Par ailleurs, Netanyahu a déclaré à Fox que le régime iranien était « en grande difficulté » à la suite de la guerre de 12 jours qui a opposé le pays à Israël.

Netanyahu a dit qu’il soutiendrait un « accord exceptionnel » avec l’Iran : « Pas d’enrichissement, comme le président Trump et moi-même le disons, pas de missiles balistiques qui pourraient atteindre vos côtes, pas de missiles balistiques au-delà de ce qui est autorisé par les traités internationaux. Et pas d’axe terroriste ».

« Donnez-moi ces trois conditions – si les Iraniens acceptent cela, c’est que le régime sera différent », a-t-il ajouté. « Si ce n’est pas le cas, il suffit de les tenir à distance et de laisser les choses se dérouler en Iran ».

Le Premier ministre a expliqué que si Israël et les États-Unis n’avaient pas attaqué le mois dernier, « l’Iran aurait pu disposer d’une arme nucléaire en moins d’un an ». Auparavant, des responsables israéliens avaient déclaré que l’Iran n’était potentiellement qu’à quelques semaines de produire des armes nucléaires.

Des bouchons se forment sur une autoroute à proximité des dépôts pétroliers en feu de Shahran, au nord-ouest de Téhéran, en Iran, le 15 juin 2025. (ATTA KENARE / AFP)

Israël a déclaré que son vaste assaut – qui a commencé le 12 juin, 61 jours après que Trump a fixé un délai de 60 jours pour conclure d’un accord sur le nucléaire – était nécessaire pour empêcher la république islamique de réaliser son plan avoué de destruction de l’État juif. L’offensive a visé les principaux chefs militaires, les scientifiques nucléaires, les sites d’enrichissement de l’uranium et le programme de missiles balistiques de l’Iran.
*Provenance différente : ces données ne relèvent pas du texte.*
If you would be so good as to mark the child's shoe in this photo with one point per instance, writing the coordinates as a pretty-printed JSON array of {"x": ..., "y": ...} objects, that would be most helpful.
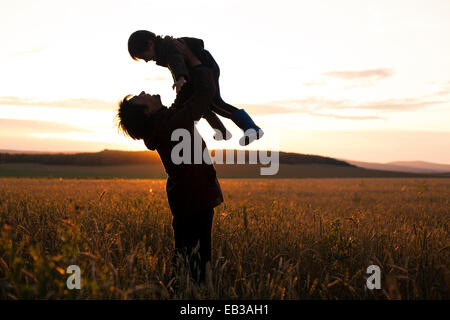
[
  {"x": 251, "y": 131},
  {"x": 218, "y": 136}
]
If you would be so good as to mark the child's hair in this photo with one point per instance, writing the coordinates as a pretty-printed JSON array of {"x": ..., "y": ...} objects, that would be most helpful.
[
  {"x": 138, "y": 42},
  {"x": 131, "y": 118}
]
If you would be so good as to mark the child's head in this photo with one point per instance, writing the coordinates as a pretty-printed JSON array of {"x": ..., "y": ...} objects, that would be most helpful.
[
  {"x": 141, "y": 45},
  {"x": 134, "y": 112}
]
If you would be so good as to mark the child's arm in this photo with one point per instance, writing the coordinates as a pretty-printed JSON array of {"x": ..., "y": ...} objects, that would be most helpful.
[{"x": 177, "y": 65}]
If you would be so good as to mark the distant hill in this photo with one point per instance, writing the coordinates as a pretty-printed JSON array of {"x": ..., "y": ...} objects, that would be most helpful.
[
  {"x": 117, "y": 157},
  {"x": 147, "y": 164},
  {"x": 405, "y": 166}
]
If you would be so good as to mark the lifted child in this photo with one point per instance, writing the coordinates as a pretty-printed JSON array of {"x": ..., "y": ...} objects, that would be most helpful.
[{"x": 168, "y": 52}]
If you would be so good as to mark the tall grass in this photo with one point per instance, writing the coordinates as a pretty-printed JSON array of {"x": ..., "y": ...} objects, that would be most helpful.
[{"x": 272, "y": 239}]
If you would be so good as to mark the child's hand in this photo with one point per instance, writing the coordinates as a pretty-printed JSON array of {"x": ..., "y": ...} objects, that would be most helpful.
[{"x": 179, "y": 83}]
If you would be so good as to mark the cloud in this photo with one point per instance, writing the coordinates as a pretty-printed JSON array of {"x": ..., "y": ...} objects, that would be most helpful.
[
  {"x": 268, "y": 108},
  {"x": 362, "y": 74},
  {"x": 305, "y": 106},
  {"x": 337, "y": 116},
  {"x": 406, "y": 104},
  {"x": 67, "y": 103},
  {"x": 33, "y": 50},
  {"x": 321, "y": 107},
  {"x": 14, "y": 126},
  {"x": 157, "y": 78}
]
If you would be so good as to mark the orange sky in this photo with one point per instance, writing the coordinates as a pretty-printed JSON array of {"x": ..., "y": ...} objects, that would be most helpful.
[{"x": 361, "y": 80}]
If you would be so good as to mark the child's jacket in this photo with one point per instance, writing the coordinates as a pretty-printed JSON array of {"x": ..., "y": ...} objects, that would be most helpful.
[{"x": 167, "y": 55}]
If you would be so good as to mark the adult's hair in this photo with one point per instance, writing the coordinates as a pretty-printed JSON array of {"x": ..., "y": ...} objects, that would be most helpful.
[
  {"x": 138, "y": 42},
  {"x": 131, "y": 118}
]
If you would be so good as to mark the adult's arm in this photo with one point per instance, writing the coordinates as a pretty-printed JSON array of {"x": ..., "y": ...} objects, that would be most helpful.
[{"x": 197, "y": 104}]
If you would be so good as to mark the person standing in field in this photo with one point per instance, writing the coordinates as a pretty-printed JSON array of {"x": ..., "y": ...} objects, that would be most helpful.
[{"x": 193, "y": 190}]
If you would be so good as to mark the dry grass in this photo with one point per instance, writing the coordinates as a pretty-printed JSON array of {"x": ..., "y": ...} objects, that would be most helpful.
[{"x": 273, "y": 239}]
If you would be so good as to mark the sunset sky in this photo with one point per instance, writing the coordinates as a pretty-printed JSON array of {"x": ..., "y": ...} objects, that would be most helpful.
[{"x": 360, "y": 80}]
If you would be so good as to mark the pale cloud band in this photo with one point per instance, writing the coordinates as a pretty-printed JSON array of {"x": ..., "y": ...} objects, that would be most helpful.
[{"x": 361, "y": 74}]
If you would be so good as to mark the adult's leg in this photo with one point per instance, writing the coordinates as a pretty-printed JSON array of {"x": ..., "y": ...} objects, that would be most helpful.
[{"x": 190, "y": 231}]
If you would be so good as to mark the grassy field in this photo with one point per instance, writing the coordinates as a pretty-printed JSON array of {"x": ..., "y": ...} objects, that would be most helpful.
[
  {"x": 152, "y": 171},
  {"x": 272, "y": 239}
]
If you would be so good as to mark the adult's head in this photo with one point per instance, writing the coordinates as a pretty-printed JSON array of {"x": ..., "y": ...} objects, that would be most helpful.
[
  {"x": 134, "y": 111},
  {"x": 141, "y": 45}
]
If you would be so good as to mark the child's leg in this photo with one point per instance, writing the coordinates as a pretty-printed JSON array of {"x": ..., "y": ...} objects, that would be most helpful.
[
  {"x": 217, "y": 124},
  {"x": 238, "y": 116},
  {"x": 241, "y": 118}
]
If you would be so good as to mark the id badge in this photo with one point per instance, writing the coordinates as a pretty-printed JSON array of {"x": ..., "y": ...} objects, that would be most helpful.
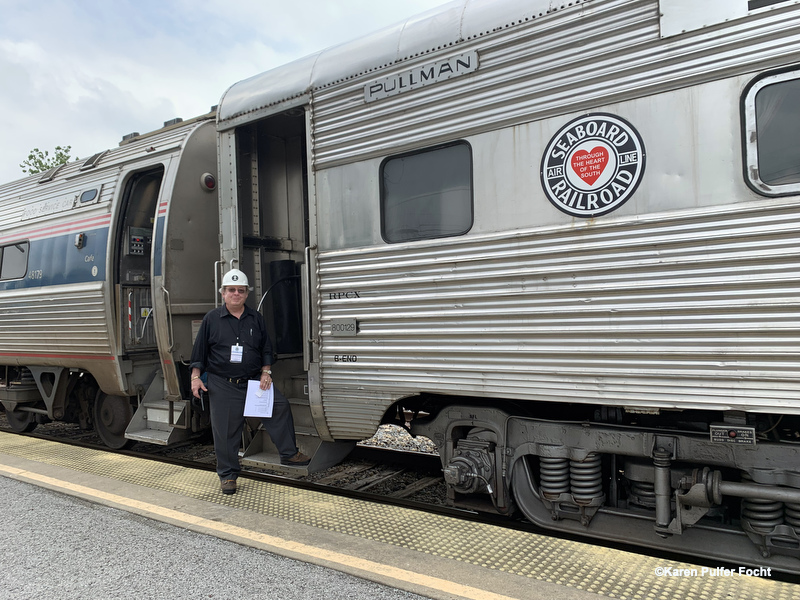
[{"x": 236, "y": 353}]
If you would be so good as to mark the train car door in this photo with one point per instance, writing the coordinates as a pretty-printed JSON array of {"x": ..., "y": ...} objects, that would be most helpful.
[
  {"x": 273, "y": 247},
  {"x": 134, "y": 244}
]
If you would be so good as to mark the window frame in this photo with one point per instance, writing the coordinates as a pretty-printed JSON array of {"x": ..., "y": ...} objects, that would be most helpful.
[
  {"x": 420, "y": 151},
  {"x": 3, "y": 248},
  {"x": 752, "y": 174}
]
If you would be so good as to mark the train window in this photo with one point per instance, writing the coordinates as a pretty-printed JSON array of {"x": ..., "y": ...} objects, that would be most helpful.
[
  {"x": 14, "y": 262},
  {"x": 88, "y": 195},
  {"x": 772, "y": 128},
  {"x": 427, "y": 194}
]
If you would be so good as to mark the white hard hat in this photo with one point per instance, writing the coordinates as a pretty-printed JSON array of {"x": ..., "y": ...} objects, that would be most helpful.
[{"x": 234, "y": 277}]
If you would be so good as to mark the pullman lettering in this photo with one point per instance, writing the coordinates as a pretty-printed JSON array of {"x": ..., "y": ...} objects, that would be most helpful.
[{"x": 421, "y": 76}]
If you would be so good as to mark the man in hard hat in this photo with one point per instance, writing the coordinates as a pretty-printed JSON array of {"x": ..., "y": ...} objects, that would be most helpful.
[{"x": 232, "y": 346}]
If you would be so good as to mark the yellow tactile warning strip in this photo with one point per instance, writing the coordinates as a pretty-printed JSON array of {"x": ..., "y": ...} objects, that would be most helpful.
[{"x": 604, "y": 571}]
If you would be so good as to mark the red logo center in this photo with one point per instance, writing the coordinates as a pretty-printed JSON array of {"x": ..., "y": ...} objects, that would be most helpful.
[{"x": 590, "y": 165}]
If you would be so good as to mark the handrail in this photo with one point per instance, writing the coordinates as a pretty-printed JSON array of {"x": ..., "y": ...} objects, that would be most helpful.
[
  {"x": 168, "y": 305},
  {"x": 216, "y": 282}
]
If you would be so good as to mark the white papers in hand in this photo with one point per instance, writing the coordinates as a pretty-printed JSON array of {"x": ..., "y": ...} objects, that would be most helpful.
[{"x": 258, "y": 402}]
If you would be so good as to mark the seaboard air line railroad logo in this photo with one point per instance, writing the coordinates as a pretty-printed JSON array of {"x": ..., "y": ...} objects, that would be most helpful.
[{"x": 593, "y": 165}]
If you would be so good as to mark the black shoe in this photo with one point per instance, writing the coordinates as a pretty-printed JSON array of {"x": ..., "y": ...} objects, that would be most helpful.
[{"x": 298, "y": 460}]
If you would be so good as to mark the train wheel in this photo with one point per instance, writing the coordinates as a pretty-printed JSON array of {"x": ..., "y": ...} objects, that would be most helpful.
[
  {"x": 111, "y": 417},
  {"x": 21, "y": 421}
]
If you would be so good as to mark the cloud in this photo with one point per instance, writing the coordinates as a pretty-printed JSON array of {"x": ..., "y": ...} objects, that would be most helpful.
[{"x": 84, "y": 73}]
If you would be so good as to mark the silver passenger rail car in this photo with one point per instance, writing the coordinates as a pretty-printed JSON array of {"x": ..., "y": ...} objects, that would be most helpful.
[
  {"x": 101, "y": 279},
  {"x": 560, "y": 240}
]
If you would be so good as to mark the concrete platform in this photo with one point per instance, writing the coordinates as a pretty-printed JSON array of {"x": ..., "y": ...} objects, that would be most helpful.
[{"x": 434, "y": 556}]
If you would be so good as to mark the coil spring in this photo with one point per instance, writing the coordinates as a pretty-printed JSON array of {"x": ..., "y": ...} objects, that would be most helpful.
[
  {"x": 553, "y": 476},
  {"x": 643, "y": 493},
  {"x": 586, "y": 478},
  {"x": 792, "y": 514},
  {"x": 761, "y": 515}
]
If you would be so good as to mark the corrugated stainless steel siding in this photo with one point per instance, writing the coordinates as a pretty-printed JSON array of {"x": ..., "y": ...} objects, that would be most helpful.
[
  {"x": 697, "y": 309},
  {"x": 41, "y": 324},
  {"x": 573, "y": 59}
]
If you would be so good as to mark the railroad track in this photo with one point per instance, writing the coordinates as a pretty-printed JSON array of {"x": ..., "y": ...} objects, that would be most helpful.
[{"x": 410, "y": 478}]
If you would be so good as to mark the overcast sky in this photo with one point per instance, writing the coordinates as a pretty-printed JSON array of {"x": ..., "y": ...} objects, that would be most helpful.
[{"x": 85, "y": 72}]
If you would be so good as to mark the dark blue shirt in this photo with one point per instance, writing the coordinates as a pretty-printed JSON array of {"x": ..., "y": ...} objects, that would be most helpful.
[{"x": 219, "y": 331}]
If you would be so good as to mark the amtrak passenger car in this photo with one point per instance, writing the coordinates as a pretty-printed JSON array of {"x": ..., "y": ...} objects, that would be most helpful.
[
  {"x": 103, "y": 269},
  {"x": 559, "y": 239}
]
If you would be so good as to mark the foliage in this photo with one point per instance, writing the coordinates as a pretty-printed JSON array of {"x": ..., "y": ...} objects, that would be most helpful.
[{"x": 38, "y": 161}]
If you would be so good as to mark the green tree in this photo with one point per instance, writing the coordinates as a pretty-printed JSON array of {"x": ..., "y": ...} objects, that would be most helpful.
[{"x": 38, "y": 161}]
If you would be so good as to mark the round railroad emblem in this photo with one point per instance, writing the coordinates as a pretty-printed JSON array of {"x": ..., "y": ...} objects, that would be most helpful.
[{"x": 593, "y": 165}]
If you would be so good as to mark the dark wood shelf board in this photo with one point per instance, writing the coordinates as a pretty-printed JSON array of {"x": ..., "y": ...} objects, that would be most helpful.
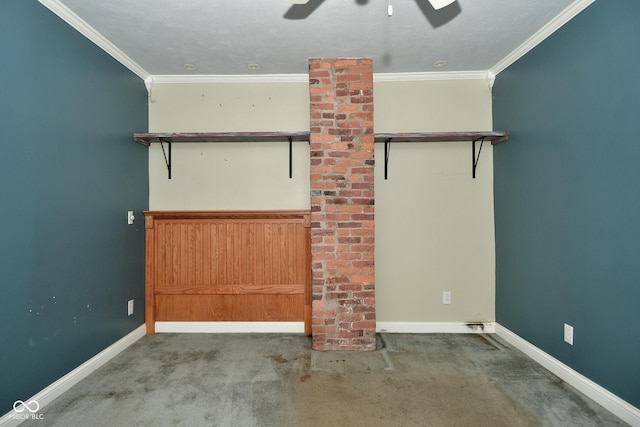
[
  {"x": 495, "y": 137},
  {"x": 147, "y": 139}
]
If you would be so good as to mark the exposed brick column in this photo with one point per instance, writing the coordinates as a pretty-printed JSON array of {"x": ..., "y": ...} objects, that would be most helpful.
[{"x": 342, "y": 204}]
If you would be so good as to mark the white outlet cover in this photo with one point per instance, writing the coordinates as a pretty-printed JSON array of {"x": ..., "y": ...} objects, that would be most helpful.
[
  {"x": 446, "y": 297},
  {"x": 568, "y": 334}
]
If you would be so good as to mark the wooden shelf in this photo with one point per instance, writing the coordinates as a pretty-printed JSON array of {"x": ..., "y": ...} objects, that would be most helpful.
[
  {"x": 495, "y": 137},
  {"x": 148, "y": 138}
]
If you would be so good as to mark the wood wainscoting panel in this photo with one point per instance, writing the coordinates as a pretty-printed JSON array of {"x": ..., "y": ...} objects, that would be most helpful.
[{"x": 228, "y": 266}]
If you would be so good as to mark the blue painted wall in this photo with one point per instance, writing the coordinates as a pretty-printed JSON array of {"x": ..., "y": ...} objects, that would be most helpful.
[
  {"x": 69, "y": 171},
  {"x": 567, "y": 195}
]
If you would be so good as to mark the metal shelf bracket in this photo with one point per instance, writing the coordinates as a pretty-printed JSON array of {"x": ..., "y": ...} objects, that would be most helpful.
[
  {"x": 387, "y": 151},
  {"x": 167, "y": 159},
  {"x": 475, "y": 158},
  {"x": 290, "y": 157}
]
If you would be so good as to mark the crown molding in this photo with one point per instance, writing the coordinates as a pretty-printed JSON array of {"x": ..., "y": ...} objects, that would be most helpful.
[
  {"x": 89, "y": 32},
  {"x": 304, "y": 78},
  {"x": 561, "y": 19}
]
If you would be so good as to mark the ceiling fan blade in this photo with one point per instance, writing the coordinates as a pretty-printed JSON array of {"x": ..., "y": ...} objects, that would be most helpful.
[
  {"x": 302, "y": 10},
  {"x": 439, "y": 4}
]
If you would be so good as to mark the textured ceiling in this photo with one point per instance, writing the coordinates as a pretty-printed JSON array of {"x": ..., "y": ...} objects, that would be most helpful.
[{"x": 222, "y": 37}]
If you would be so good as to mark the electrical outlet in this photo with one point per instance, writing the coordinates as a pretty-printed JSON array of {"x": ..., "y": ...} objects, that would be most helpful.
[
  {"x": 446, "y": 297},
  {"x": 568, "y": 334}
]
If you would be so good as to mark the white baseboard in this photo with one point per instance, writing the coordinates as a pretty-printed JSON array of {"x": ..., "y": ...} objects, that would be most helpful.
[
  {"x": 436, "y": 327},
  {"x": 231, "y": 327},
  {"x": 54, "y": 390},
  {"x": 628, "y": 413}
]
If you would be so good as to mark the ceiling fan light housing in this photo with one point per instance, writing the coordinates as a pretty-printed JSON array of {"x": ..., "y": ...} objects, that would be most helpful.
[{"x": 439, "y": 4}]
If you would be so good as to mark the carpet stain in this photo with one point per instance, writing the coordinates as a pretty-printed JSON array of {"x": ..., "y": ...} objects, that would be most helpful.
[{"x": 278, "y": 358}]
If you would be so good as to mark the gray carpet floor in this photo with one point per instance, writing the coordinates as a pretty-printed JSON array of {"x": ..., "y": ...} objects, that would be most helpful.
[{"x": 276, "y": 380}]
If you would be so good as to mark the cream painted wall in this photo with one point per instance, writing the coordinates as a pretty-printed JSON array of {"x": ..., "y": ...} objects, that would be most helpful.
[
  {"x": 434, "y": 223},
  {"x": 229, "y": 176}
]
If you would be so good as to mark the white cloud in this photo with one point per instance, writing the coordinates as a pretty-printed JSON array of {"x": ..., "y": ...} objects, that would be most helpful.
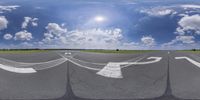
[
  {"x": 23, "y": 35},
  {"x": 55, "y": 29},
  {"x": 186, "y": 6},
  {"x": 88, "y": 38},
  {"x": 8, "y": 8},
  {"x": 32, "y": 21},
  {"x": 7, "y": 36},
  {"x": 185, "y": 39},
  {"x": 148, "y": 40},
  {"x": 189, "y": 24},
  {"x": 180, "y": 40},
  {"x": 3, "y": 22},
  {"x": 158, "y": 11}
]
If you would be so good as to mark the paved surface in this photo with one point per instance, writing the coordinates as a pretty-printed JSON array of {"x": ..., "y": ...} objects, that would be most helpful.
[{"x": 168, "y": 79}]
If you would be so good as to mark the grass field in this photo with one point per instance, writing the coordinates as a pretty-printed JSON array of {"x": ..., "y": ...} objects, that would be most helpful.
[
  {"x": 20, "y": 51},
  {"x": 120, "y": 51}
]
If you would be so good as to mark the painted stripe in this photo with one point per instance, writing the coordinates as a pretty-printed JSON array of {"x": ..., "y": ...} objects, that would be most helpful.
[
  {"x": 111, "y": 70},
  {"x": 190, "y": 60},
  {"x": 17, "y": 70}
]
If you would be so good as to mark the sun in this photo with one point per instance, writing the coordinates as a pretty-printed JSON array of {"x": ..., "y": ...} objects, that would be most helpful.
[{"x": 99, "y": 19}]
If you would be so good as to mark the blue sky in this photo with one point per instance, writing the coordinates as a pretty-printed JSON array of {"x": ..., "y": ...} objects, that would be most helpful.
[{"x": 100, "y": 24}]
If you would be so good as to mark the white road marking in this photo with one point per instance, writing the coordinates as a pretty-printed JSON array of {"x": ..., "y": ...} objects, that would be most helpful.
[
  {"x": 68, "y": 53},
  {"x": 97, "y": 69},
  {"x": 17, "y": 70},
  {"x": 113, "y": 69},
  {"x": 190, "y": 60}
]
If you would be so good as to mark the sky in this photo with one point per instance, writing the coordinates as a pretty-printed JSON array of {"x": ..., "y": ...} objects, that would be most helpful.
[{"x": 100, "y": 24}]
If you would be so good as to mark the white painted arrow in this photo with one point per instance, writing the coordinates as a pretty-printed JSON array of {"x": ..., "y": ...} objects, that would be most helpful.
[
  {"x": 190, "y": 60},
  {"x": 17, "y": 70},
  {"x": 113, "y": 69}
]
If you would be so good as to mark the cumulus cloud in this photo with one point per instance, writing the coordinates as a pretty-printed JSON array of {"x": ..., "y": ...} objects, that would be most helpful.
[
  {"x": 8, "y": 8},
  {"x": 3, "y": 22},
  {"x": 23, "y": 35},
  {"x": 148, "y": 40},
  {"x": 29, "y": 20},
  {"x": 186, "y": 6},
  {"x": 189, "y": 24},
  {"x": 55, "y": 29},
  {"x": 7, "y": 36},
  {"x": 180, "y": 40},
  {"x": 88, "y": 38},
  {"x": 158, "y": 11}
]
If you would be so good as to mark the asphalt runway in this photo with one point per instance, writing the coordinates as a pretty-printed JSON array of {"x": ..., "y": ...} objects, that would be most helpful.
[{"x": 163, "y": 75}]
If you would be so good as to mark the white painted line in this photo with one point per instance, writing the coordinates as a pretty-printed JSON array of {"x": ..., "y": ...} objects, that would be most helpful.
[
  {"x": 190, "y": 60},
  {"x": 156, "y": 59},
  {"x": 111, "y": 70},
  {"x": 17, "y": 70},
  {"x": 97, "y": 69},
  {"x": 68, "y": 53}
]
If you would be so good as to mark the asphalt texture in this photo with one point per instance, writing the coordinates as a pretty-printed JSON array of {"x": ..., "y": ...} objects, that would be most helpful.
[{"x": 168, "y": 79}]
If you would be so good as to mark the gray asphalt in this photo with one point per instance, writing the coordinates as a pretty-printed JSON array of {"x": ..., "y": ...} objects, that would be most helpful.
[{"x": 152, "y": 81}]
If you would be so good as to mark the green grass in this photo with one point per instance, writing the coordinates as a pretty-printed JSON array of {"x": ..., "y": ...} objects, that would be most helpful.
[
  {"x": 20, "y": 51},
  {"x": 120, "y": 51}
]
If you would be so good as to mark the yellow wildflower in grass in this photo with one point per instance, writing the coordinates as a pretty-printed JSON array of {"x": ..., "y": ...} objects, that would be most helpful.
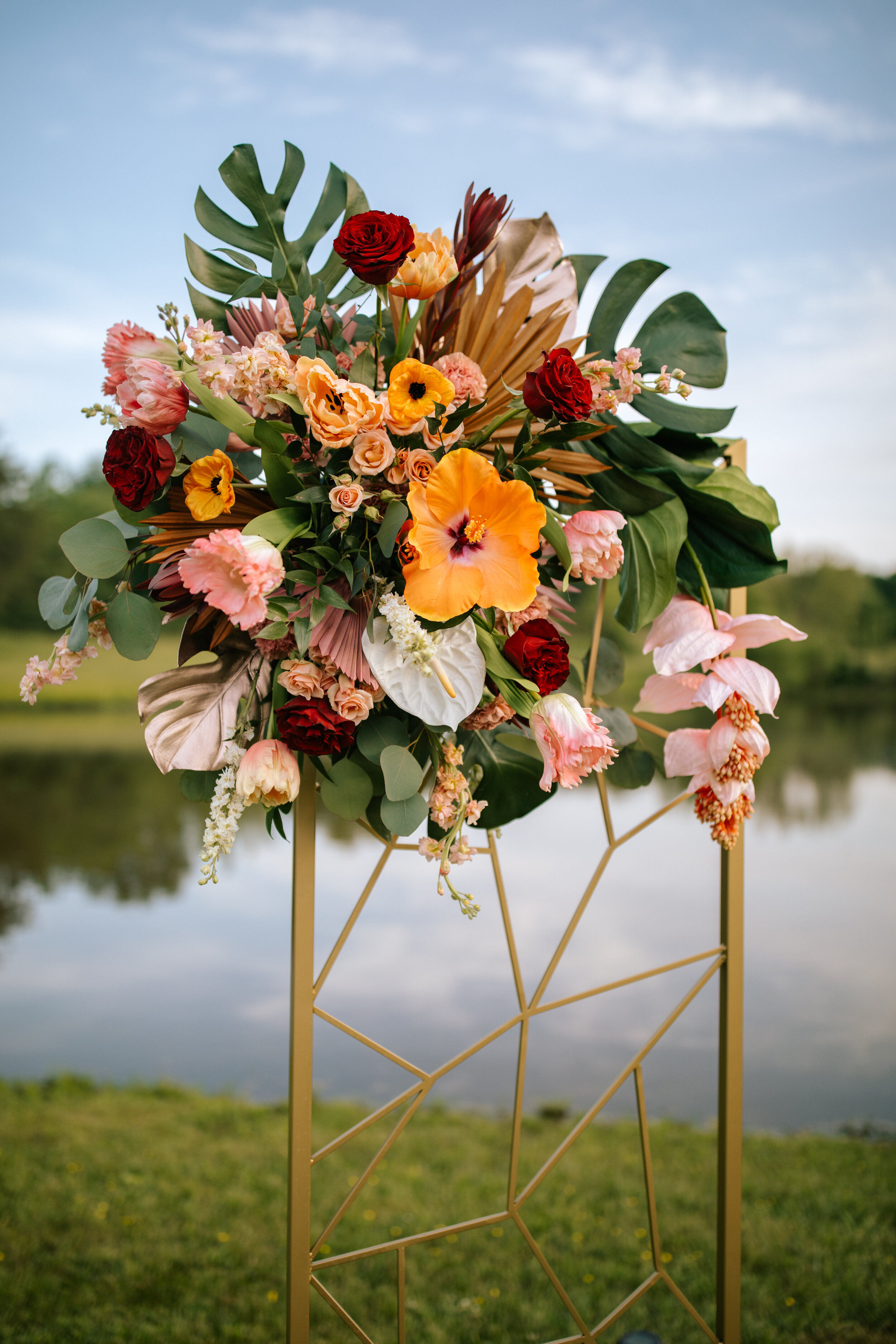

Le 22 juin, les États-Unis se sont joints à l’attaque, frappant les principales installations nucléaires iraniennes à Natanz, Fordo et Ispahan. Deux jours plus tard, les combats ont pris fin avec un cessez-le-feu négocié par les États-Unis.

Netanyahu a également confié à Fox que les États-Unis sous Trump étaient une « Amérique différente ».

« C’est l’Amérique que le monde libre tout entier attendait depuis longtemps », a-t-il déclaré, ajoutant que « si quelqu’un mérite le prix Nobel de la paix, c’est le président Trump ». Il a énuméré les accords conclus sous l’égide des États-Unis pour mettre fin aux conflits entre le Rwanda et la république démocratique du Congo, et entre l’Inde et le Pakistan.

La semaine dernière, le Premier ministre israélien a remis à Trump une copie de la lettre qu’il avait envoyée au comité Nobel, lui annonçant qu’il avait recommandé son nom pour le prix prestigieux.

Netanyahu a ajouté dans l’interview que c’était un « euphémisme » de dire qu’Israël recevait des appels de pays voisins souhaitant de meilleures relations, mais que ces discussions resteraient secrètes jusqu’à ce que le moment soit venu d’annoncer des accords.